Section sponsored by Henny Penny

Macro Indicators Looking Up, But Plenty Of Worry Remains
The more than 50 leading economic forecasting groups polled each month by Blue Chip Economic Indicators held their consensus forecast for real growth of U.S. gross domestic product at 3.1% in 2010. In the latest survey, fielded in early April, they also raised their GDP forecast for '11 a tenth-point to 3.1%. But this doesn't mean everyone thinks the worst is behind.

There is good news in the macroeconomic indicators. Consumer spending is picking up, including for foodservice, even while disposable personal-income growth remains stuck at a forecast 1.5% for this year. Consumers are saving a little less. Jobs growth was better in March than even the optimists had hoped. Non-farm payroll jobs rose 192,000 and the Bureau of Labor Statistics raised the numbers for both January and February. And consumer confidence improved in March, at least as tracked by The Conference Board. The Thomson Reuters/University of Michigan Sentiment Index held steady. Asked whether we've seen the cyclical peak of the U.S. unemployment rate, 84% of the Blue Chip economists answered yes.

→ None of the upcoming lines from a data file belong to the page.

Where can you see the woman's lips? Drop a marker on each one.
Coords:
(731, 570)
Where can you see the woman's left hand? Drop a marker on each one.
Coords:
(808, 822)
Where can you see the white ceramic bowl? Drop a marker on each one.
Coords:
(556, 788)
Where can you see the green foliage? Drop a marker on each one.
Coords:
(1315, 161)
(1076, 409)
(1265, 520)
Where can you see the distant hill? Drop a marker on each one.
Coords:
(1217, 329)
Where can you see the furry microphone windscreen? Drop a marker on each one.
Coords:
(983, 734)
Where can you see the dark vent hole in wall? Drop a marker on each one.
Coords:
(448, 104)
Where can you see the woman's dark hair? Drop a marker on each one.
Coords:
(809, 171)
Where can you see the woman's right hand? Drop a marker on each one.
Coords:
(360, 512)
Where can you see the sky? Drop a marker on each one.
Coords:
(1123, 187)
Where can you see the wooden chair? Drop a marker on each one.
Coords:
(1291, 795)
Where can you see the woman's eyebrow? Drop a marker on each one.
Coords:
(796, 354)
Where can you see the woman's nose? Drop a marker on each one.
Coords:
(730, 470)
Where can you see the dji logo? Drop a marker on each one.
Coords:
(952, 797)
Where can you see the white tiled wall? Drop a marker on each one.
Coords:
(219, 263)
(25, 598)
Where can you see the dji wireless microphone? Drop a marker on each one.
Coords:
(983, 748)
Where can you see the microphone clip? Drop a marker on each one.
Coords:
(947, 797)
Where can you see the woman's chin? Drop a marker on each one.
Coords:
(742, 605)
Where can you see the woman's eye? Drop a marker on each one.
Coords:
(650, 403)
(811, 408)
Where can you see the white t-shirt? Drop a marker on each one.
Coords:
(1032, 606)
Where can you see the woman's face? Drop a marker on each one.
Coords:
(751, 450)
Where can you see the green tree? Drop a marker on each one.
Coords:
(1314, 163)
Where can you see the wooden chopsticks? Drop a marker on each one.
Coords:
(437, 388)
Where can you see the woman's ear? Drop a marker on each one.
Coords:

But while hopeful, many economists are not complacent. The forecast is for very slow jobs and income growth during the next two years. Asked to define the biggest risks to the U.S. economy over the next year, the Blue Chip economists mentioned insufficient job and wage growth as the federal stimulus wanes, and renewed problems in the residential and commercial real-estate market. They also worry about tighter fiscal policy at all levels of government, a jump in long-term interest rates, and rising taxes. Still others worry that increased demand for energy, particularly in Asia, will drive up prices here, undercutting the recovery. As usual, we'll just have to wait and see.


Section sponsored by Henny Penny

Forecasts For Asian Economies Improve, Those For Europe Slip
The latest forecasts for economic growth outside the U.S. followed a familiar pattern in April: Growth in most Asian economies is accelerating, while that in many European economies is slowing.

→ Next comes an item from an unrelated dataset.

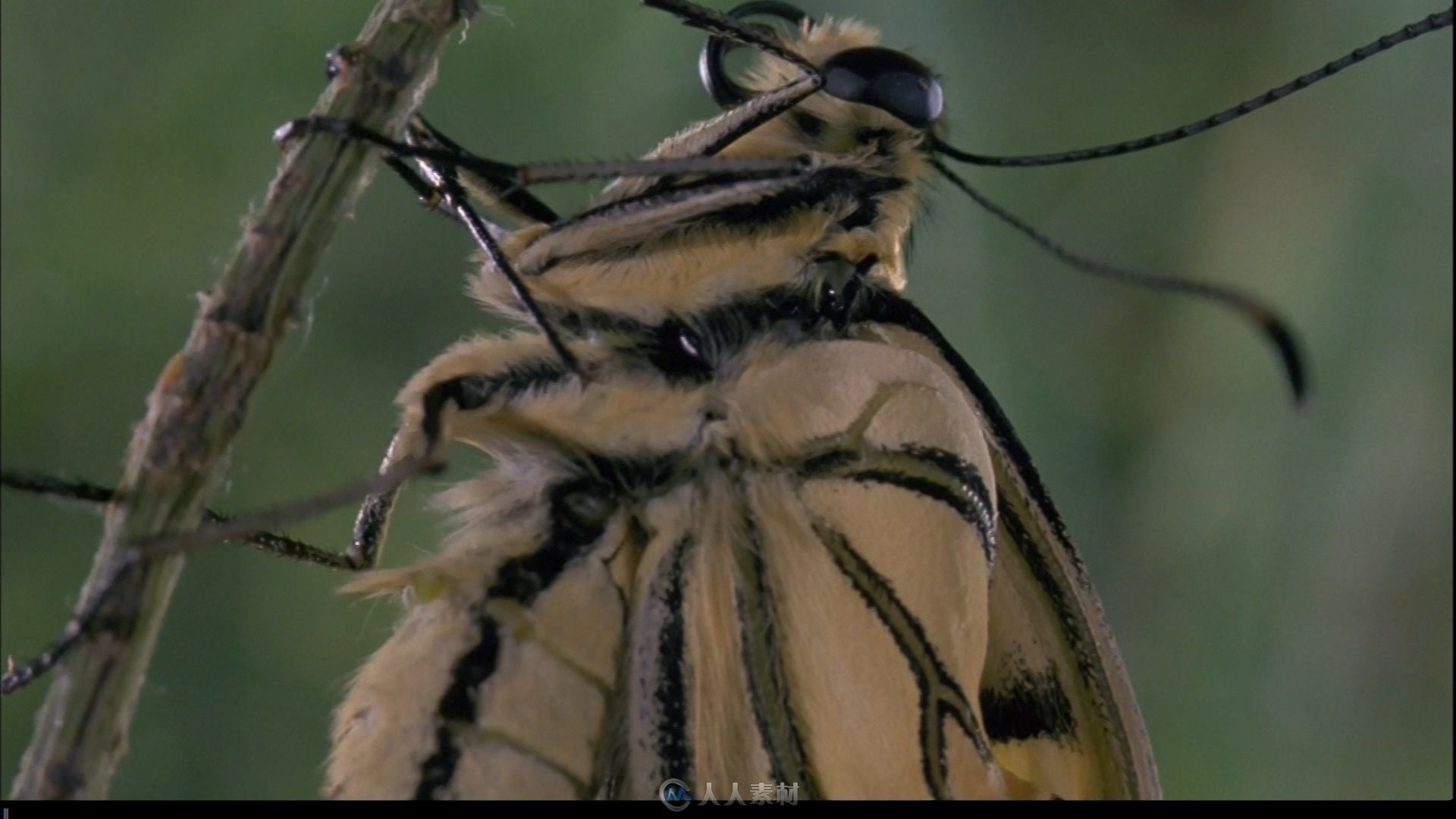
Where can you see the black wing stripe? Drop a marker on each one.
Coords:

The latest consensus forecasts from Blue Chip Economic Indicators have real growth of gross domestic product in China, Japan, Hong Kong and South Korea a tenth-point higher than last month. Taiwan's GDP growth is now two-tenths higher. China, as typical, leads the parade with GDP growth now forecast at 9.8% this year. That's up from 8.7% in 2009 and 9% in '08.

But the pattern is reversed in much of Europe. GDP real growth in the Eurozone economies is now forecast at only 1.2% this year, down a tenth-point from last month's forecast. Germany and the Netherlands are both forecast down a tenth-point, while the forecasts for the U.K. and France held steady at 1.2% and 1.7% respectively.

GDP forecasts for Canada and Mexico rose to 2.9% and 4.1% respectively.